With the political season in high gear, I’ve found that I arrive at work in a much better frame of mind if I forego CNN et. al, and stick to music.
As I’ve listened to the Sinatra and Symphony stations until I know the play list, I’ve recently moved to 60s on 6.
I’m not sure I’ll ever tire of that one, and once in a while they surprise me with a song I’ve never heard.
That’s saying a lot for a kid who had his blue transistor radio with the single ear phone glued to his head for nearly a decade!
But, once in a while they do – and the other day they played a song called I Was Kaiser Bill’s Batman by Whistling Jack Smith.
All I can say is this must have come out when I was in Mexico that summer, ‘cause I totally missed it.
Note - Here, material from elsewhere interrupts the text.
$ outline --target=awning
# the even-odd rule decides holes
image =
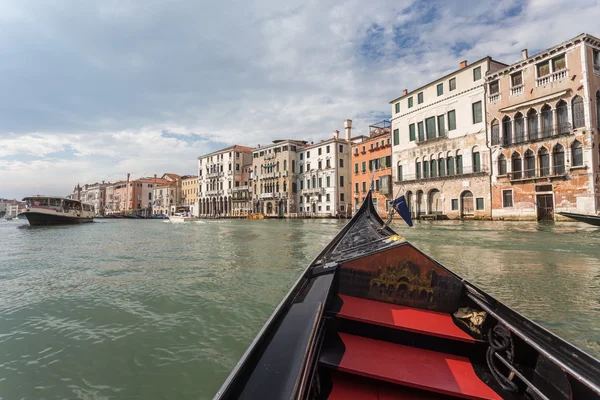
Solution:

And to be honest, I could have lived without it.
Whistling Jack Smith was born John O’Neill in Stanley, County Durham, England in 1926. He passed on in 1999.
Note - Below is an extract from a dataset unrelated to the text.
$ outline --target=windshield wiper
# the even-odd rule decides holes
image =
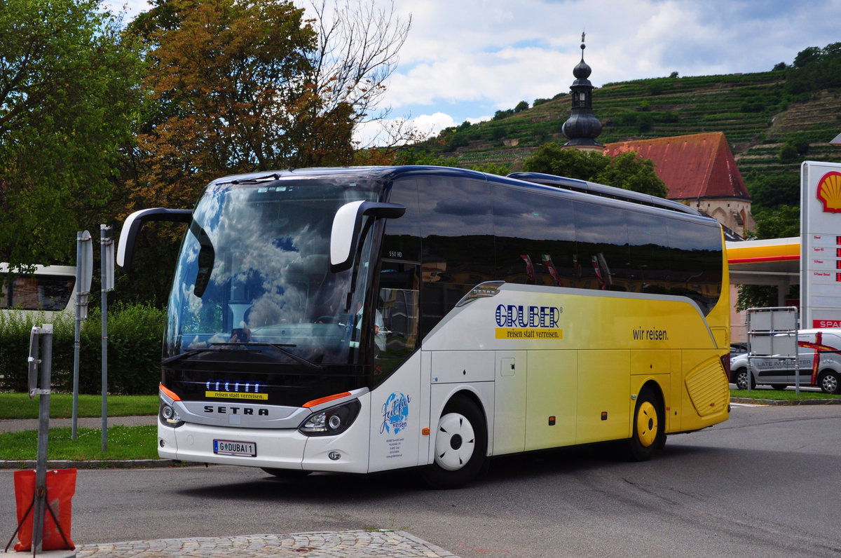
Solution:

He was “in demand” for his tenor singing and whistling skills. He was also a trumpeter, was self-taught, and could sight-read music – which is a gift! Starting his musical career in a dance band, he was drafted to India to entertain the officers of the British Army, and upon returning to England was a member of the Four Ramblers.
In the 1960s he was a regular on British Television.
His Kaiser Bill song was a top five single. He recorded it for a set fee, never received a royalty, and never got billing for the song on the air.
As a matter of fact, when he first saw the song performed on the telly, he realized it was his whistling played while an actor mimed along.
But, all was not lost, Whistling Jack Smith went on to whistle the theme to Clint Eastwood’s The Good, The Bad, and The Ugly which was written by Ennio Morricone for the Spaghetti Western.
He also sang the theme song for the American TV series, Wagon Train.
He, his wife, and their four daughters lived in Ilford, Essex.
Here’s his version complete with the “mimer.”
Honestly, I don’t know why this didn’t catch on! I mean really, what else did we have to listen to in the 1960s?